In [1]:
import re
import pandas as pd

In [2]:
f = open('chat.txt','r', encoding='utf-8')

In [3]:
data = f.read()

In [4]:
data

'User: Hi, can you tell me about Python?,\nAI: Sure! Python is a popular programming language known for its readability,\nUser: What can I use it for?,\nAI: You can use Python for web development, data analysis, AI, and more,'

In [5]:
lines = data.split('\n')
df = pd.DataFrame({'user_message': lines})

In [6]:
df.head()

Unnamed: 0,user_message
0,"User: Hi, can you tell me about Python?,"
1,AI: Sure!
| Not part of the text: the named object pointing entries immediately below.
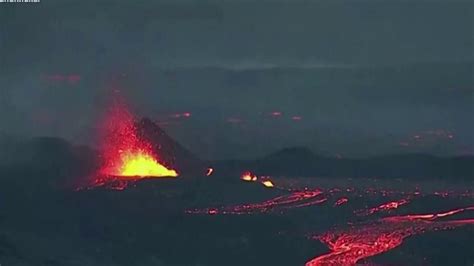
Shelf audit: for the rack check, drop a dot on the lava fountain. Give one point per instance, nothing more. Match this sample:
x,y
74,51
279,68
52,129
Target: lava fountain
x,y
125,155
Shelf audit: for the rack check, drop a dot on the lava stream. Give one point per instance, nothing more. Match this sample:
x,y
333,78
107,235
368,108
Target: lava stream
x,y
360,242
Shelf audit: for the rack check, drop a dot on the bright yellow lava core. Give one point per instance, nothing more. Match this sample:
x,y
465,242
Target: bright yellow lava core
x,y
142,164
267,183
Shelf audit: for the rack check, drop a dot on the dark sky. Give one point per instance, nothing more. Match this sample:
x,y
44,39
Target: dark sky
x,y
353,78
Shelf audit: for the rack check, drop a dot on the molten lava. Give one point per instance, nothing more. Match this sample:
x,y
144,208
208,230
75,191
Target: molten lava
x,y
124,153
248,176
267,183
143,164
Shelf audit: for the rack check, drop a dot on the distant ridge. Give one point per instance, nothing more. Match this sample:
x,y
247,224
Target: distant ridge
x,y
169,151
300,161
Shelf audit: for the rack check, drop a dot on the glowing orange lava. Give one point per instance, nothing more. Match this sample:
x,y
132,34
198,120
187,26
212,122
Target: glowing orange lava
x,y
143,164
267,183
360,242
124,153
248,176
209,171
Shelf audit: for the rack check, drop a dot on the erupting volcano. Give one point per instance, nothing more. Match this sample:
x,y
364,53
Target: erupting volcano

Python is a popular programming lang...
2,"User: What can I use it for?,"
3,"AI: You can use Python for web development, da..."


In [7]:
df.shape

(4, 1)

In [8]:
new_rows = []

for row in df['user_message']:
    parts = row.split('\t')
    for i, part in enumerate(parts):
        part = part.strip()
        # Try to extract "User: message"
        match = re.match(r'^(\w+):\s*(.+)', part)
        if match:
            user = match.group(1)
            message = match.group(2)
        else:
            # If no user prefix, assign default user1/user2
            user = f"user{i+1}"
            message = part
        new_rows.append({'user': user, 'message': message})
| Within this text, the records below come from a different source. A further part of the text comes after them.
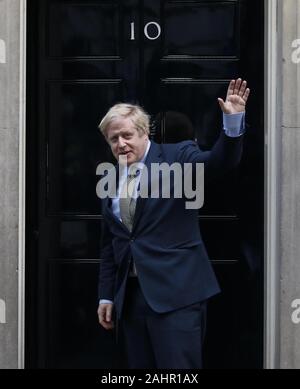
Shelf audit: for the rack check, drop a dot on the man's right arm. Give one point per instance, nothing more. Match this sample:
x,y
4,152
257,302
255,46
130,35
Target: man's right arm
x,y
107,274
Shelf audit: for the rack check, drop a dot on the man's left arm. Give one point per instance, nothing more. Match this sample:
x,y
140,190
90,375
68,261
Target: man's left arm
x,y
226,152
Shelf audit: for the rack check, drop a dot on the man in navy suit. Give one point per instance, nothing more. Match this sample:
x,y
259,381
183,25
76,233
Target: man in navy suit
x,y
155,274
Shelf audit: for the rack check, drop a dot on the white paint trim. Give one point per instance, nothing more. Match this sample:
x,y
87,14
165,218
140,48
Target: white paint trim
x,y
272,188
22,176
2,51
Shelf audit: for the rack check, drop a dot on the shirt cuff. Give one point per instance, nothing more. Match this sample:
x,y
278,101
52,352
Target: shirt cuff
x,y
103,301
234,124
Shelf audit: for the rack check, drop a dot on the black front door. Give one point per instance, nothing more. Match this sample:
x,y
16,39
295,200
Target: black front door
x,y
174,58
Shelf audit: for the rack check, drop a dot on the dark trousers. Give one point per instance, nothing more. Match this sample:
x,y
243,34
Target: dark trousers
x,y
170,340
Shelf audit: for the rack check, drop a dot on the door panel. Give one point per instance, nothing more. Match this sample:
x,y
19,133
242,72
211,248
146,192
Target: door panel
x,y
175,58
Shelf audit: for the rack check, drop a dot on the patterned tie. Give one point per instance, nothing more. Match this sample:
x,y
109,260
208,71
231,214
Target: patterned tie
x,y
127,208
127,202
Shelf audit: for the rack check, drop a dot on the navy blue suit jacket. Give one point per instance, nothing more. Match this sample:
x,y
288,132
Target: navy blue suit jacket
x,y
171,261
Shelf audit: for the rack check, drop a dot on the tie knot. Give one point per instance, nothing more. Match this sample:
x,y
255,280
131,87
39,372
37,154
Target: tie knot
x,y
133,175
df_cleaned = pd.DataFrame(new_rows)
print(df_cleaned.head())

   user                                            message
0  User                 Hi, can you tell me about Python?,
1    AI  Sure! Python is a popular programming language...
2  User                            What can I use it for?,
3    AI  You can use Python for web development, data a...


In [9]:
from sklearn.feature_extraction.text import TfidfVectorizer
from nltk.corpus import stopwords
import nltk

documents = df_cleaned['message'].tolist()

# Load NLTK English stopwords
default_stopwords = set(stopwords.words('english'))
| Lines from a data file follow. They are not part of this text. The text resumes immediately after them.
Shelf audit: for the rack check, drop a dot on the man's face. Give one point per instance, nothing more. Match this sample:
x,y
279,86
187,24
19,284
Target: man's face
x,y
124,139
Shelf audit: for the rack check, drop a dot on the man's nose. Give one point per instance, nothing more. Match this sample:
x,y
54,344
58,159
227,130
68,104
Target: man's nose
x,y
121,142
# Add custom generic/common words
custom_words = {
    'hi', 'popular', 'known', 'can', 'use', 'tell', 'sure', 'also', 'get', 'like',
    'one', 'many', 'used', 'based', 'etc', 'really', 'know', 'would'
}

final_stopwords = list(default_stopwords.union(custom_words))

# Initialize TF-IDF vectorizer with custom stopwords list
vectorizer = TfidfVectorizer(stop_words=final_stopwords)
X = vectorizer.fit_transform(documents)

# Extract keywords and scores
feature_names = vectorizer.get_feature_names_out()
scores = X.toarray().sum(axis=0)

tfidf_scores = sorted(zip(feature_names, scores), key=lambda x: x[1], reverse=True)
top_keywords = [word for word, _ in tfidf_scores[:5]]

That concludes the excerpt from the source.